Answer: Pteridophytes are known as vascular Cryptogams because they possess vascular tissues (xylem and phloem), making them true land plants, but they are still Cryptogams as they reproduce via spores and do not produce seeds or flowers. Their concealed reproductive structures (gametes in gametangia) align with the Cryptogamae characteristic, while their vascular system distinguishes them from non-vascular Cryptogams like Bryophytes.
4. Give one example of aquatic and xerophytic Pteridophytes.
Answer:
- Aquatic Pteridophyte: Azolla.
- Xerophytic Pteridophyte: Equisetum.
Can you recall? Page 24
1. What are the salient features of Angiospermae?
Answer:
- Most advanced flowering plants with seeds enclosed in fruits (ovary).
- Highly evolved, primarily terrestrial.
- Sporophyte dominant, diploid, autotrophic; gametophytes reduced, parasitic.
- Heterosporous with microspores (pollen) in stamens and megaspores in ovules (carpel).
- Flowers with essential (androecium, gynoecium) and accessory (calyx, corolla) whorls.
2. What is double fertilization ?
Answer: Double fertilization is the process in Angiosperms where one sperm fertilizes the egg to form a zygote (2n), and another sperm fuses with two polar nuclei to form a triploid endosperm, providing nourishment to the embryo.
3. Explain in brief two classes of Angiospermae? Draw and label one example of each class.
Answer:
- Dicotyledonae: Two cotyledons in embryo, tap root system, branched stem, reticulate leaf venation, tetra- or pentamerous flowers, vascular bundles open with cambium for secondary growth. Example: Helianthus annuus (Sunflower).
- Monocotyledonae: Single cotyledon, adventitious root system, rarely branched stem, parallel leaf venation, trimerous flowers, closed vascular bundles, secondary growth usually absent. Example: Zea mays (Maize).
Labeled Diagrams :
- Helianthus annuus (Sunflower): Label inflorescence (ray and disc florets), stem, tap root, seeds.
- Zea mays (Maize): Label tassel, silks, ear, corn grain, leaf blade, roots.
Can you tell? Page 25
1. Give general chara cters of Gymnospermae and Angiospermae.
Answer:
- Gymnospermae: Evergreen shrubs/trees, produce naked seeds, vascular with xylem (tracheids) and phloem (sieve cells), sporophyte dominant, tap root system, secondary growth present, dimorphic leaves (foliage and scale).
- Angiospermae: Advanced flowering plants, seeds enclosed in fruits, vascular, sporophyte dominant, heterosporous, flowers with essential (androecium, gynoecium) and accessory (calyx, corolla) whorls, double fertilization.

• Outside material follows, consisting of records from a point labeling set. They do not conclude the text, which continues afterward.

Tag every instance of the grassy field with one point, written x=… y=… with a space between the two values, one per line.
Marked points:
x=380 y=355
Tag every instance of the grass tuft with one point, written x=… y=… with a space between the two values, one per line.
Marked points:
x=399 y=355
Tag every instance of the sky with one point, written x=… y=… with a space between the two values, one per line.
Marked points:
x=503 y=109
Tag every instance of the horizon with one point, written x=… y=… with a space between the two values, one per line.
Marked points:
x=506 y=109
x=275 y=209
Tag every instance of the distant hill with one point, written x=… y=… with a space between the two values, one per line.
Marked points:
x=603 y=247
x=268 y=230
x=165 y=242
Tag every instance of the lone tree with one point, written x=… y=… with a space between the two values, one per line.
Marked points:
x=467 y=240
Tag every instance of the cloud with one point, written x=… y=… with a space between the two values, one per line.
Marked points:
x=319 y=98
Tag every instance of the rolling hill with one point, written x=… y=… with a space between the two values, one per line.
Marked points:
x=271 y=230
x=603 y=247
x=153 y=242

2. Distinguish between Dicotyledonae and Monocotyledonae.
Answer:
Feature | Dicotyledonae | Monocotyledonae |
---|---|---|
Cotyledons | Two | One |
Root System | Tap root | Adventitious |
Stem | Branched | Rarely branched |
Leaf Venation | Reticulate | Parallel |
Flower Symmetry | Tetra- or pentamerous | Trimerous |
Vascular Bundles | Open, with cambium | Closed, no cambium |
Secondary Growth | Common | Usually absent |
3. Why do Dicots show secondary growth while Monocots don’t?

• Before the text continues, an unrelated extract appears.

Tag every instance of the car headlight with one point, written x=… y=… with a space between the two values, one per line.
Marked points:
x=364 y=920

Answer: Dicots have vascular bundles with cambium, enabling secondary growth (thickening of stem/root). Monocots lack cambium in their closed vascular bundles, preventing secondary growth.
Can you tell? Page 26
1. What is alternation of generations?
Answer: Alternation of generations is the life cycle of plants where two distinct phases alternate: the diploid sporophyte (2n) produces haploid spores by meiosis, which develop into the haploid gametophyte (n). The gametophyte produces gametes that fuse during fertilization to form a diploid zygote, which grows into a sporophyte.
2. Which phase is dominant in the life cycle of Bryophyta and Pteridophyta?
Answer:
- Bryophyta: The haploid gametophyte phase is dominant, photosynthetic, and independent, while the sporophyte is short-lived and partially or fully dependent.
- Pteridophyta: The diploid sporophyte phase is dominant, independent, and vascular, while the haploid gametophyte is short-lived and autotrophic.